Yesterday I get an e-mail from a buddy of mine, James, who tells me there this other guy doing a comic called Average Joe and it seems to be a copy of Mere Mortal. A little Google-jitsu later I've found the guy in question and shot an e-mail over his way. Rob Patey writes for Ain't It Cool News and is working on Average Joe on the side. After a few e-mails back and forth I got a chance to read some of the scripts. It's good stuff. Solid concept with fun characters spouting out dialogue I wish I was cool enough to actually say.

Both Average Joe and Mere Mortal deal with worlds in which everyone has a super power. In both stories the main character is named Joe. So, why am I not ranting, raving and plotting a vendetta again Rob for ripping me off? It's simple. He didn't.

We're both tackling the same concept from two different angles, and it's a big enough concept for the both of us. He'd never heard of me before I e-mailed him. So how did to guys from two different states who had never met, talked to or even heard of each other come up with such similar ideas for comics?

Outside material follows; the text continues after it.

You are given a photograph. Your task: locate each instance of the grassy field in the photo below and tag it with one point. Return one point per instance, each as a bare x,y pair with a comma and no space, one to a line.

Think about your best friend. The one that you end up finishing each other's sentences. You know them well enough to know what they're thinking. How do you know so much about them and how they speak and think? Shared experiences. There's only so many ways people are going to react to things depending on prior experiences and upbringing. You're constantly being subjected to new information and events. We live now in the Information Age. The information your getting, the things you witness are being witnessed by people around the work.

On the surface it services as reference points, a cultural shorthand. You hear movie advertisers referencing The Matrix over and over again to hype new movies because so many people have seen it that it triggers the recall of watching that film and hopefully makes people want to have a similar movie-going experience.

Now apply this to a creative person. Everyone who creates draws to some degree from an external source. They're our influences. Somewhere down the line two guys got just the right combination of information that something in our brains sparked and you've got two comics, by two guys who've never met with enough similarities to make people wonder if someone is being ripped off. It's a safe bet that there's another person out there right now that neither of us know about with an idea just like ours.

So what am I going to do about one Mister Rob Patey? I'm going to wish him the best of luck finding an artist for his script, because it'll make one very cool comic. It's a big industry in a big world and there's room enough for both of us.

3 comments:

papercut assassin said...

Crap you know I dispatched the assassins at the beginning of the third paragraph. Whoops!

Hmmm Government Cheese said...
This comment has been removed by the author.
Hmmm Government Cheese said...

If 4 million monkeys typing into infinity can produce Shakespeare, no surprise that comic lovers will step on each others dicks from time to time.